Objectives: A. Data from the Norwegian Multicenter Study of the AMPD (NorAMP) were used to examine whether moderate or greater impairment in personality functioning (level 2) was an appropriate diagnostic threshold for patients with AVPD, to what degree their mentalization problems were revealed, and the profile for AvPD of personality functioning on LPFS. B. Examine the continuity from the categorical model of PDs in section II of DSM-5 to the AMPD in section III with respect to AvPD.
Methods: A. LPFS was assessed by the Structured Clinical Interview for the DSM-5 Alternative Model for Personality Disorders Module I; (SCID-5-AMPD-I) in a heterogeneous, Norwegian sample of 282 non-psychotic patients. 42% (n=81) of the patient had AvPD. Traditional DSM-IV diagnoses were based on the Structured Clinical Interview for Axis II Disorders (SCID-II). Diagnostic efficiency statistics (Sensitivity and Specificity) were used to test diagnostic cut-off points on the LPFS. B. Systematic review included thirteen studies, calculating weighted correlation for AvPD between section II and III.
Results: A. The cut-off or threshold of level 2 was not sufficient to capture patients with AvPD, mostly due to the fact that patients with AvPD were given ratings of no or mild impairment on the Empathy area of LPFS. Data will be presented at the conference. B. Weighted correlation between global LPFS and AvPD was .39 (rw=.55 for studies of community samples and ungraduated students; rw=.17 for clinical studies). When AvPD-specific impairment of personality functioning characterizing AvPD in the AMPD was evaluated, correlations were substantially larger. The B criterion (dysfunctional traits) appeared to have incremental utility in predicting the presence of section II AvPD.

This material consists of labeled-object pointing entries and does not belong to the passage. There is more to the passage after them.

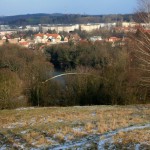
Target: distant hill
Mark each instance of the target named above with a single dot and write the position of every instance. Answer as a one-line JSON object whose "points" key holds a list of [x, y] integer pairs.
{"points": [[57, 18]]}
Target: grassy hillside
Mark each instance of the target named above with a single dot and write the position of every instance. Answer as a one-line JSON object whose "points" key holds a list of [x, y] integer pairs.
{"points": [[38, 127]]}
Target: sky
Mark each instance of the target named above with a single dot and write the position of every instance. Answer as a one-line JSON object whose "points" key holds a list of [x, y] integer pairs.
{"points": [[96, 7]]}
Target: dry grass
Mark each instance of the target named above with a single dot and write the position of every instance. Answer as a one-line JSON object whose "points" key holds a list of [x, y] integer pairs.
{"points": [[35, 125], [136, 136]]}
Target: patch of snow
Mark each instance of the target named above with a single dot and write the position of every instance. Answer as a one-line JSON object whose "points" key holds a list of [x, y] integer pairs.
{"points": [[137, 147]]}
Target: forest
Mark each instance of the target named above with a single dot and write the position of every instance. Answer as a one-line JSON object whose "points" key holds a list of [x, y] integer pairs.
{"points": [[104, 75]]}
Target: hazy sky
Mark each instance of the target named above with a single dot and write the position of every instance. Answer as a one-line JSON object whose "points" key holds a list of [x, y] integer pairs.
{"points": [[15, 7]]}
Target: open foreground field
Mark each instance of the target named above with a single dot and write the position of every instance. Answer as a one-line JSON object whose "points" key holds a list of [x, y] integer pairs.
{"points": [[88, 127]]}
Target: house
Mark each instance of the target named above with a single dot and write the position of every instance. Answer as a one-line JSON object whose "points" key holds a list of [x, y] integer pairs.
{"points": [[96, 38], [114, 39], [24, 44], [44, 38]]}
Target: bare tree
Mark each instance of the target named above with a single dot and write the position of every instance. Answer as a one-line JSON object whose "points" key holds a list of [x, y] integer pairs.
{"points": [[141, 41]]}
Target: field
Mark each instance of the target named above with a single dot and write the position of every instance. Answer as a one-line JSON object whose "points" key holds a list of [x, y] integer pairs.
{"points": [[51, 126]]}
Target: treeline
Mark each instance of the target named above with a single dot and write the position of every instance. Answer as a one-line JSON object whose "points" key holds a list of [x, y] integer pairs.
{"points": [[21, 71], [34, 19], [105, 75]]}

Conclusions A and B: The Empathy area of LPFS manage to catch mentalization problems in AvPD to only slight degree. We suggest further development of the interview. Meanwhile, in order to capture the severity of avoidant personality pathology more adequately, it seems advisable to use the description of the disorder specific impairments for AvPD in the AMPD.